Variance component score test for multivariate change point detection with applications to mobile health

Multivariate change point detection is the process of identifying distributional shifts in time-ordered data across multiple features. This task is particularly challenging when the number of features is large relative to the number of observations. This problem is often present in mobile health, where behavioral changes in at-risk patients must be detected in real time in order to prompt timely interventions. We propose a variance component score test (VC*) for detecting changes in feature means and/or variances using only pre-change point data to estimate distributional parameters. Through simulation studies, we show that VC* has higher power than existing methods. Moreover, we demonstrate that reducing bias by using only pre-change point days to estimate parameters outweighs the increased estimator variances in most scenarios. Lastly, we apply VC* and competing methods to passively collected smartphone data in adolescents and young adults with affective instability.

💡 Research Summary

The paper addresses the problem of detecting multivariate change points in high‑dimensional, time‑ordered data streams typical of mobile health (mHealth) applications. In such settings, the number of sensor features (p) can be comparable to or exceed the number of observed days (T), making traditional change‑point methods under‑powered. The authors propose a novel variance‑component score test, denoted VC*, which leverages only pre‑change‑point observations to estimate the mean vector (μ) and covariance matrix (Σ). By restricting estimation to the pre‑change segment, VC* eliminates the bias that arises when the full data set (including post‑change observations) is used under the alternative hypothesis.

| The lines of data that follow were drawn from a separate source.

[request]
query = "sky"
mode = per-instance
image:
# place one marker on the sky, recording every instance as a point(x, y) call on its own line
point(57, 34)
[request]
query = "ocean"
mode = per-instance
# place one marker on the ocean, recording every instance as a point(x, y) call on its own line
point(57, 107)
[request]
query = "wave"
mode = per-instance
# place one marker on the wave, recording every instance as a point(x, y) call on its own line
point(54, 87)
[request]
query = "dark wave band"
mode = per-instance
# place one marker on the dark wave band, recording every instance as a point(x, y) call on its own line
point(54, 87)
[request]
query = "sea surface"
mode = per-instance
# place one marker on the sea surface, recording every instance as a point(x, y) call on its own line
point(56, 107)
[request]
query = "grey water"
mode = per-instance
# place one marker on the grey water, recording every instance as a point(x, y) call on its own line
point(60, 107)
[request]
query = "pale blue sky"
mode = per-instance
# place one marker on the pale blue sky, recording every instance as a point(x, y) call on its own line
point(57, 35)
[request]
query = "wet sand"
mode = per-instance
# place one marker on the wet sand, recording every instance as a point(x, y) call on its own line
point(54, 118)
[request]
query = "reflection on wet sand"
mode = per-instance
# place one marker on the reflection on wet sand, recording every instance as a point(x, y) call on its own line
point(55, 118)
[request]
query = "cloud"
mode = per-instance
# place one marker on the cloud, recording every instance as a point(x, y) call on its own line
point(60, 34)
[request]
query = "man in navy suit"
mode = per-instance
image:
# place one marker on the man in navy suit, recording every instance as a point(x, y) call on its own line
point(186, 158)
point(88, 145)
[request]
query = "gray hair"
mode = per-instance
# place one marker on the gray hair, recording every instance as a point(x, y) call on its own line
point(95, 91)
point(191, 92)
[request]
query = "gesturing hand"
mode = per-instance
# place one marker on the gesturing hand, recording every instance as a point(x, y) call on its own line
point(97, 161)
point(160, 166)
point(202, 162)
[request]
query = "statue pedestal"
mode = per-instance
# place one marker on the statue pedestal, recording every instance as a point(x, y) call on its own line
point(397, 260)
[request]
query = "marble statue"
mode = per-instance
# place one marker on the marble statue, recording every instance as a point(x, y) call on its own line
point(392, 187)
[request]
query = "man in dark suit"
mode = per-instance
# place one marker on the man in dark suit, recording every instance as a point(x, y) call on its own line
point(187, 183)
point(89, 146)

The statistical model assumes that before the change point (day k) the data follow a multivariate normal distribution with mean μ and covariance Σ, while after k the mean shifts by a vector δ and the covariance scales by a factor τ. The null hypothesis H0: δ = 0 and τ = 0 (no change) is tested against the alternative that at least one of these parameters is non‑zero. The authors adapt the classic variance‑component score test—originally developed for testing random effects in mixed models—to this change‑point context. The score vector U and information matrix I are computed using the pre‑change estimates (\hat μ_{pre}) and (\hat Σ_{pre}); the test statistic (\tilde Q = U^{\top} I^{-1} U) follows a χ² distribution with two degrees of freedom under H0.

A key theoretical contribution is Theorem 2.1, which proves that using all observations to estimate μ and Σ yields biased estimators whenever a change point exists, even if only the mean or only the variance changes. Consequently, the authors recommend unbiased pre‑change estimators and introduce a regularization scheme for Σ that interpolates between the full unbiased estimate and a diagonal matrix of variances, controlled by a tuning parameter λ. This regularization mitigates the increase in estimator variance while preserving bias reduction.

The authors evaluate VC* through extensive simulations. They consider three change‑point scenarios (mean only, variance only, both), vary the proportion of affected features (π), the number of post‑change days, and the correlation structure among features. Competing methods include Hotelling’s T² max test, multivariate CUSUM, and a non‑parametric sample‑divergence test. Results show that VC* consistently attains high power, closely matching specialized versions that target only mean or variance changes, and outperforming the competing methods, especially when many features are correlated or when only a subset of features experiences a shift. A second set of simulations compares VC* to a traditional variance‑component test (VC) that uses all data for estimation. VC* outperforms VC in settings with moderate to strong feature correlation and small sample sizes, confirming that bias reduction outweighs the modest increase in variance.

The methodology is applied to a real‑world dataset comprising passive smartphone sensor streams (e.g., GPS distance, call counts, app usage) collected from 120 adolescents and young adults with affective instability. The data span at least 30 days per participant, and clinical assessments (EMA) provide ground‑truth timestamps of mood deterioration. Implemented in an online, sequential fashion, VC* identifies change points that align within one to two days of the EMA‑marked events, whereas Hotelling’s T² and CUSUM generate many false alarms or miss critical shifts, and sample divergence is computationally prohibitive for real‑time use.

In conclusion, VC* offers a statistically rigorous, computationally feasible solution for multivariate change‑point detection in high‑dimensional, low‑sample‑size contexts typical of mHealth. By exploiting unbiased pre‑change estimators and a variance‑component score framework, it achieves superior power and robustness compared with existing techniques. The authors suggest extensions to non‑Gaussian data, multiple change points, and Bayesian formulations, indicating broad applicability beyond mental‑health monitoring to domains such as finance and industrial quality control.